Third Front governments at the Centre have failed to provide stability, but the standing and clout of regional political parties have not shown signs of diminishing. (HT file photo/Arvind Yadav)
These parties include the Janata Dal (United) in Bihar, Samajwadi Party and Bahujan Samaj Party in Uttar Pradesh.
“The high voting percentage witnessed so far is indicative of the yearning amongst the electorate for a stable government and it is unlikely that the non-Congress, non-BJP parties will be able to retain the numbers it had in the 15th Lok Sabha,” political analyst CP Bhambhri said.
The BJP’s success at firming up pre-poll alliances with parties such as Ram Vilas Paswan’s Lok Janshakti Party and N Chandrababu Naidu’s Telegu Desam Party and the inability of non-Congress, non-BJP leaders to emerge as a united force appears to have dampened the Third Front idea. But leaders of such parties have not given up on forming the biggest bloc this time.
“The next government will be a Third Front one. The SP will win 40-45 seats and Mulayam Singh Yadav will very much be in the reckoning for the prime minister’s post,” senior SP leader Ram Gopal Yadav said.

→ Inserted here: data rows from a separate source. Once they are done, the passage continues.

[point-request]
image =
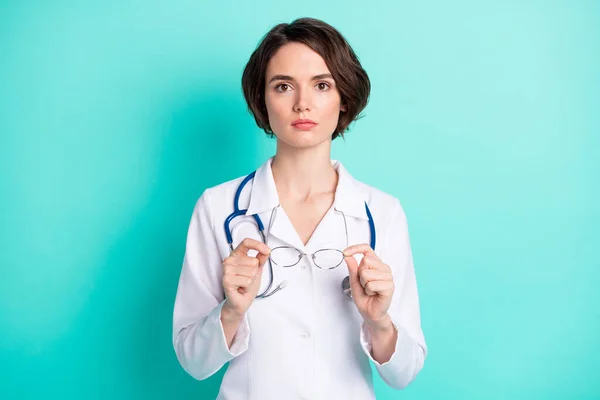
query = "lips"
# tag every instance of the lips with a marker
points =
(303, 121)
(304, 124)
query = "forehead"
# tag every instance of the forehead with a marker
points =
(297, 60)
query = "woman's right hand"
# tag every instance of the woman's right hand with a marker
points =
(242, 276)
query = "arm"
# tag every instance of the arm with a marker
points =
(398, 353)
(202, 343)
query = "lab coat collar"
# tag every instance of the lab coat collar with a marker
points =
(348, 197)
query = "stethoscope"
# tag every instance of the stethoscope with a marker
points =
(261, 228)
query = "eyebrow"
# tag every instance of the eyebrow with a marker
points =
(290, 78)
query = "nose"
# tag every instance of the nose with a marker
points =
(303, 100)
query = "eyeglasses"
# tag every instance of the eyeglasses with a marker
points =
(289, 256)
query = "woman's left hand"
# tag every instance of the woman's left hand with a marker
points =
(371, 284)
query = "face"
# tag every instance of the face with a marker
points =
(299, 86)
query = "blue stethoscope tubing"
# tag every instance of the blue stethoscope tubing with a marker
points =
(237, 212)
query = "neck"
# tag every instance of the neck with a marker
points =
(302, 174)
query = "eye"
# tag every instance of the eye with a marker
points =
(280, 86)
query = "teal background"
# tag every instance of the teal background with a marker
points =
(484, 121)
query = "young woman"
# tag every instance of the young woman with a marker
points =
(298, 275)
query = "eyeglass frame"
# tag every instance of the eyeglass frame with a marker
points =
(302, 254)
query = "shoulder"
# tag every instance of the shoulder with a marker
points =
(381, 202)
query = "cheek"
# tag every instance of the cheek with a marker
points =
(276, 109)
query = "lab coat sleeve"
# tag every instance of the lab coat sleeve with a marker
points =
(198, 335)
(410, 350)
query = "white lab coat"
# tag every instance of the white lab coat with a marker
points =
(308, 340)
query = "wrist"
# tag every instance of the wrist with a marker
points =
(228, 314)
(381, 326)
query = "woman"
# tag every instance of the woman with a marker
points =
(274, 305)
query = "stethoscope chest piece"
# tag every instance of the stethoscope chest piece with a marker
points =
(346, 286)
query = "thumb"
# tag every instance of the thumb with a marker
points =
(355, 285)
(262, 259)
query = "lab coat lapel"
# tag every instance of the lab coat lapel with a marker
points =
(264, 201)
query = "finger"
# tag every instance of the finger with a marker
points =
(370, 275)
(249, 272)
(238, 281)
(373, 275)
(355, 286)
(251, 244)
(242, 260)
(360, 248)
(382, 288)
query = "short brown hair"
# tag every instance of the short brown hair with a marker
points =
(351, 79)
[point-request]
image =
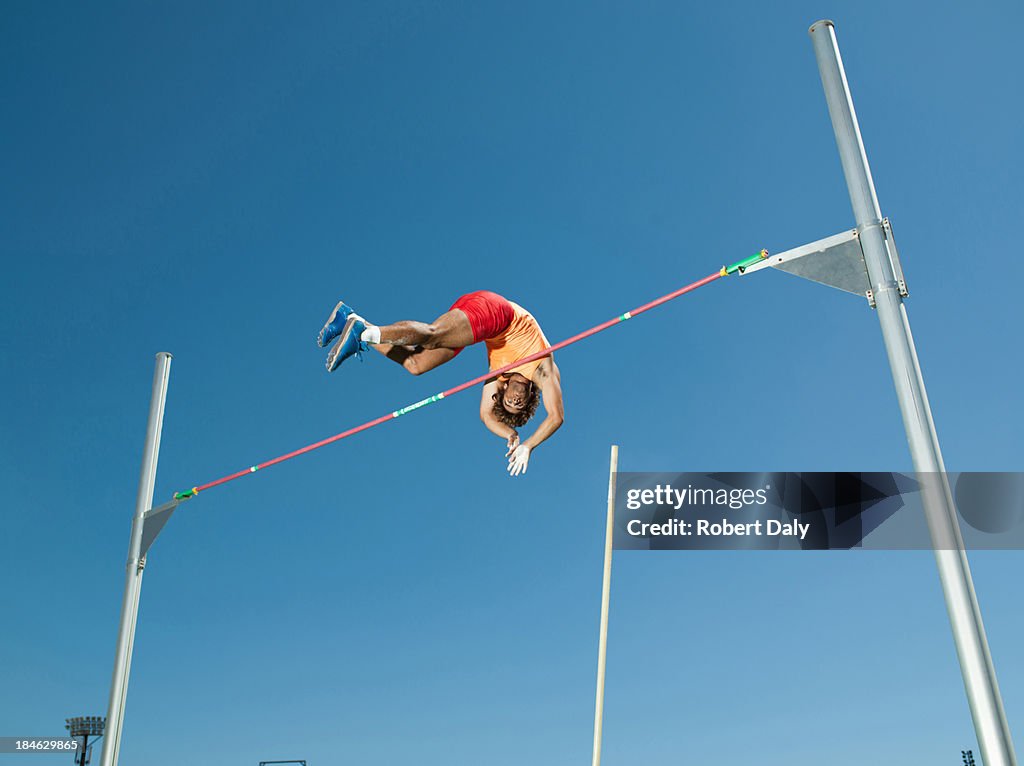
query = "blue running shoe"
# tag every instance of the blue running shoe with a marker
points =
(348, 343)
(334, 325)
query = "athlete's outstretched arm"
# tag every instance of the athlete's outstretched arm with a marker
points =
(416, 360)
(551, 392)
(487, 415)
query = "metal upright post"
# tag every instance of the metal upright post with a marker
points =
(602, 642)
(136, 563)
(954, 573)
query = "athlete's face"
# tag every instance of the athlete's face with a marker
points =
(516, 394)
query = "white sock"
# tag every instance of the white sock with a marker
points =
(371, 335)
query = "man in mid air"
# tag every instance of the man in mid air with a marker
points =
(510, 333)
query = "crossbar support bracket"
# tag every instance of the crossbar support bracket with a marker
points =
(836, 261)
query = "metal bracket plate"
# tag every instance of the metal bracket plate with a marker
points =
(836, 261)
(154, 521)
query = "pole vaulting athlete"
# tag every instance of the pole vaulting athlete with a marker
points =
(510, 333)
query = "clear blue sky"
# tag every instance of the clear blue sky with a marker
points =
(209, 178)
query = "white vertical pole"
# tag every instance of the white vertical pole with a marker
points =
(136, 562)
(954, 573)
(602, 646)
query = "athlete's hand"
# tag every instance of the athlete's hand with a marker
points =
(519, 460)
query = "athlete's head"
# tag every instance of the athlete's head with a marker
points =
(515, 400)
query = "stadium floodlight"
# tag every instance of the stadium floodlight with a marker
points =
(85, 726)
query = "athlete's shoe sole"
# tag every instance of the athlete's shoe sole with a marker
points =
(348, 343)
(332, 329)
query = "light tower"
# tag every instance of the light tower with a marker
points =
(85, 726)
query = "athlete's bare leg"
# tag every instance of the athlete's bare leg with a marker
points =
(451, 330)
(420, 347)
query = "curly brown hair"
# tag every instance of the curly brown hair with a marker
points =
(519, 419)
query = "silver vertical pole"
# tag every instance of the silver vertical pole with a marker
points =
(954, 573)
(136, 563)
(602, 643)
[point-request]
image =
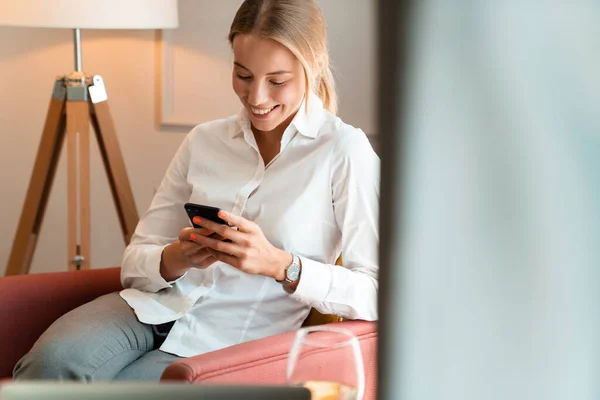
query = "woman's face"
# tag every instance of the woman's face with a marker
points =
(269, 80)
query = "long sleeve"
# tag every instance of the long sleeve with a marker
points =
(158, 227)
(349, 291)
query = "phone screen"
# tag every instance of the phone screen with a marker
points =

The aspiration of each satrap to become prime minister is as big a problem with the Third Front concept as is the inherent contradictions between state parties that are fighting for the same political space. The SP and BSP cannot break bread together, just as the Left parties and Trinamool Congress in West Bengal and the AIADMK and DMK in Tamil Nadu cannot be on the same page.

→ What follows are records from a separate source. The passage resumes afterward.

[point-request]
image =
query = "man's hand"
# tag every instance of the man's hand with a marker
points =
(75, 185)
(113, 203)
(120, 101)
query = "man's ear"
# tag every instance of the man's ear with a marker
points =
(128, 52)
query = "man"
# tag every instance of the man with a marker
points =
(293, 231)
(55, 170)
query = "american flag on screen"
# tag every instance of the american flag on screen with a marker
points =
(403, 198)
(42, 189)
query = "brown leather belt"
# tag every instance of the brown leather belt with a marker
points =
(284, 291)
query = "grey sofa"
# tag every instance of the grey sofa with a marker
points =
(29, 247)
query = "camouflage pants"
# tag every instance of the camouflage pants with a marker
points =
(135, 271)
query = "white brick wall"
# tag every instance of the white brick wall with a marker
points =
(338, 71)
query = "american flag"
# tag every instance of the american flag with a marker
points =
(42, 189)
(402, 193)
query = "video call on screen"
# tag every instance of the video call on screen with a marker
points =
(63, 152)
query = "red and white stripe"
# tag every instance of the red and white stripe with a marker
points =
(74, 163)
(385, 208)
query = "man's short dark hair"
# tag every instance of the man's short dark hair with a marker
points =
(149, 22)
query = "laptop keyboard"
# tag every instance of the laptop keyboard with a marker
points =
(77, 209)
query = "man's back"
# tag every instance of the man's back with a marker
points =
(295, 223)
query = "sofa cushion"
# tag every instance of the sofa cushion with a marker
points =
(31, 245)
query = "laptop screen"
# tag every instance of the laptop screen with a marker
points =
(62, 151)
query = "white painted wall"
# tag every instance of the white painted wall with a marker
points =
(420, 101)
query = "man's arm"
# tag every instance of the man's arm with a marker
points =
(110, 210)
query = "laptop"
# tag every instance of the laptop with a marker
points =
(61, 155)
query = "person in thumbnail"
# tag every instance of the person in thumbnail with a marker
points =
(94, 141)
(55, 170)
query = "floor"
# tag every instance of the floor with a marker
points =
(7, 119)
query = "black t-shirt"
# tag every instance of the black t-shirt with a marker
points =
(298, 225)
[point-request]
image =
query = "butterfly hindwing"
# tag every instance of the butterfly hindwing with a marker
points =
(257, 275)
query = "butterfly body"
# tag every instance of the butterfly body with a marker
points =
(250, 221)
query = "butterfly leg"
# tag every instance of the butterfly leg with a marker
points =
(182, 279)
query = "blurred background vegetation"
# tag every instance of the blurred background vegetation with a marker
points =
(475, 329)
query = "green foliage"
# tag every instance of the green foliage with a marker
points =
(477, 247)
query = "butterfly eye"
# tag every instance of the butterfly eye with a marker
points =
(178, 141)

Claiming that the “manufactured wave” in favour of the BJP’s prime ministerial nominee Narendra Modi would be busted, CPI general secretary S Sudhakar Reddy said it would be possible for Third Front parties to find a workable mechanism of governance.
Third Front governments at the centre have failed to provide a stable government, but the standing and clout of regional political parties have not shown signs of diminishing. For instance, the vote share of the SP decreased marginally from 26.74% in 2004 to 23.25% in 2009 while that of Biju Janata Dal in Odisha increased from 30.02% in 2004 to 37.24% in 2009. The vote share of most regional parties including the BSP, JD (U) and the DMK remained stable during this period.
In contrast, the BJP’s vote share plummeted from 22.16% in 2004 to 18.80% in 2009. “The Third Front idea can be disliked but cannot be wished away. Regional parties have surfaced because of the failure of the national parties to address regional aspirations. The formation of the next government will not be possible without the support of the Third Front parties,” JD (U) leader KC Tyagi said.